I invite you to enter into the season with me and with the community of Creekside Covenant Church. You can choose to give up some things during this period if that helps you enter into the story. Likewise, you can add things in. We have produced a Lenten Devotional if you would like a daily practice of scripture. Think about attending our Ash Wednesday service tonight at 7:00 at Highland Covenant Church. What other ways might you, your friends or family join together in this season of Lent? Whatever you do, do not let it become a legalism, but allow it to be the grace of seeing yourself through different eyes so that you can move more fully into Easter.

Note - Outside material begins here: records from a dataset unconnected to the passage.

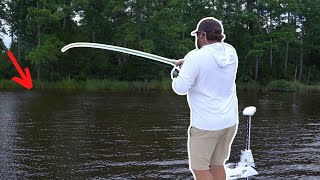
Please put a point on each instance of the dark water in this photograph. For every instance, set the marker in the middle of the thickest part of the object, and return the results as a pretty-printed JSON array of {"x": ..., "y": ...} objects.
[{"x": 77, "y": 135}]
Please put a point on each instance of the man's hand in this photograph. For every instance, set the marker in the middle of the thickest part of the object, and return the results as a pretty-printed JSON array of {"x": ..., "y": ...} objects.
[{"x": 180, "y": 63}]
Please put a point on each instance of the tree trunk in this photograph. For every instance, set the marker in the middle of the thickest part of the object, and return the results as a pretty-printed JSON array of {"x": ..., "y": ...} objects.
[
  {"x": 301, "y": 57},
  {"x": 286, "y": 59},
  {"x": 256, "y": 69},
  {"x": 271, "y": 55}
]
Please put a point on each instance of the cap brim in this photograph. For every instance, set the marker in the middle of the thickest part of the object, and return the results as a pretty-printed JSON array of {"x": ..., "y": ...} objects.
[{"x": 194, "y": 32}]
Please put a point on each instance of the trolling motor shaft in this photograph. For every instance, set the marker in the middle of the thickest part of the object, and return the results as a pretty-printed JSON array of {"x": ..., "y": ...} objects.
[{"x": 246, "y": 167}]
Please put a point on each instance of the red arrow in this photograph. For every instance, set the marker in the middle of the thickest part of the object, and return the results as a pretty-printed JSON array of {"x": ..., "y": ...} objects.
[{"x": 25, "y": 80}]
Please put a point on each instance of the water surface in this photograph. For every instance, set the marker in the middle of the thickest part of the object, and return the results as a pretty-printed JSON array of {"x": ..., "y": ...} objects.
[{"x": 94, "y": 135}]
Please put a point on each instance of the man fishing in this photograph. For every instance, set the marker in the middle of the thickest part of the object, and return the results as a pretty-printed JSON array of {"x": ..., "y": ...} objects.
[{"x": 207, "y": 76}]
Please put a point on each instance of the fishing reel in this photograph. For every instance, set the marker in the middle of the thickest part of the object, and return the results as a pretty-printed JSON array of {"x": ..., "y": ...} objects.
[{"x": 175, "y": 72}]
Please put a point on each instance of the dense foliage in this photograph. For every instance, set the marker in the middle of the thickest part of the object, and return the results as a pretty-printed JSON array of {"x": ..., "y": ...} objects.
[{"x": 275, "y": 39}]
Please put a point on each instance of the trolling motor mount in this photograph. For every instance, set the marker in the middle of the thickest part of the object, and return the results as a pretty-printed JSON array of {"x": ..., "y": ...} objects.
[{"x": 246, "y": 167}]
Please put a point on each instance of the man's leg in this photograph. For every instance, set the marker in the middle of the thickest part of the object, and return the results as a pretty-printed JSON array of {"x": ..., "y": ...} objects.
[
  {"x": 221, "y": 153},
  {"x": 203, "y": 174},
  {"x": 218, "y": 172},
  {"x": 201, "y": 146}
]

Share your ideas with me and with others so that we might all journey together the journey of transformation into disciples of Jesus.

Peace, hope and love

Doug

Tuesday, March 1, 2011

Who Told You That You Were Naked?

Who told you that you were naked? Genesis 3:11

Exposed, accused, guilty, shameful; whispered voices, “You are naked.” We are all works in progress, imperfect, often not the people we want to be. It is God’s plan for each of us to move towards our true self, what the Bible calls sanctified. While none of us will fully achieve that state this side of heaven, we are at the same time seen by God as having already attained it – through Jesus’ work on the cross. If you are a follower of Jesus, God sees you as complete, holy, without shame, and clothed.

- Are there voices that tell you otherwise?
- Whose voice might they be?
- Do they ever claim to be God’s voice?
- Whose voice is it that tells you that you are naked?

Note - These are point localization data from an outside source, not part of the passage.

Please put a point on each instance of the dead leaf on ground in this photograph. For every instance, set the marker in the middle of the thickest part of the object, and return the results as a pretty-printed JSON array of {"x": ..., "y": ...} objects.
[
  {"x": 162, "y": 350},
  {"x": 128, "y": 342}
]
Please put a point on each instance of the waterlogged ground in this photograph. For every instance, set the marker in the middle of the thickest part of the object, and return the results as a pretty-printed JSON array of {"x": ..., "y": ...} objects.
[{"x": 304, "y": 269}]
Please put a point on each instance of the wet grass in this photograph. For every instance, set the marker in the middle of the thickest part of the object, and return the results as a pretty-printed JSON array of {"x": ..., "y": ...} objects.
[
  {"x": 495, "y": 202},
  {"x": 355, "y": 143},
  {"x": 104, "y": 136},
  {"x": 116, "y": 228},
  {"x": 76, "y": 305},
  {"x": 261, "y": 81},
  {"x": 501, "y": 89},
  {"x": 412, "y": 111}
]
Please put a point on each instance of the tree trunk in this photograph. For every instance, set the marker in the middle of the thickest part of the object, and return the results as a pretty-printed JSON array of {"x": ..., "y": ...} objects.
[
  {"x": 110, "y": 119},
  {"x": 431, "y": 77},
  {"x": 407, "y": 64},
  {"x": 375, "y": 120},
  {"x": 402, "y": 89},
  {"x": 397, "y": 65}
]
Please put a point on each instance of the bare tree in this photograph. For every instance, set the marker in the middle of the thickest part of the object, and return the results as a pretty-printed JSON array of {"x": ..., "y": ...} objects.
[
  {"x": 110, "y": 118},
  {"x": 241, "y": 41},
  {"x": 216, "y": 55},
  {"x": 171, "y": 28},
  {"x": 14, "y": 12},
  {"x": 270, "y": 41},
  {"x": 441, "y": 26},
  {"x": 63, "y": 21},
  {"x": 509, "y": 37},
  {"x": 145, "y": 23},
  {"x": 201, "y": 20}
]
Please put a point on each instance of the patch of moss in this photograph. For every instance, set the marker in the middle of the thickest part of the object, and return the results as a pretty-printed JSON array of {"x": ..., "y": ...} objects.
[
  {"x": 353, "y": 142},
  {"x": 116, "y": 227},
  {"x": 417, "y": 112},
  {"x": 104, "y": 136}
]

Take a moment and consider the tragic story of the fall of man and the restorative voice of God in the garden.

God saw all that he had made, and it was very good. Genesis 1:31

The LORD God commanded the man, “You are free to eat from any tree in the garden; but you must not eat from the tree of the knowledge of good and evil, for when you eat of it you will surely die.” Genesis 2:16–17

The man and his wife were both naked, and they felt no shame. Genesis 2:25

“You will not surely die,” the serpent said to the woman. Genesis 3:4

She also gave some to her husband, who was with her, and he ate it. Then the eyes of both of them were opened, and they realized they were naked; so they sewed fig leaves together and made coverings for themselves. Genesis 3:6-7

Then the man and his wife heard the sound of the LORD God as he was walking in the garden in the cool of the day, and they hid from the LORD God among the trees of the garden. But the LORD God called to the man, “Where are you?”

He answered, “I heard you in the garden, and I was afraid because I was naked; so I hid.”

And he said, “Who told you that you were naked?
Genesis 3:8–11

God’s plan is that each of us moves further and further into our true self, further and further into the person He already sees us as, further and further sanctified. He invites us to move forward, yet never condemns us; never tells us that we are naked.

- Who tells you that you are naked?
- What might the voice of God be saying to you instead?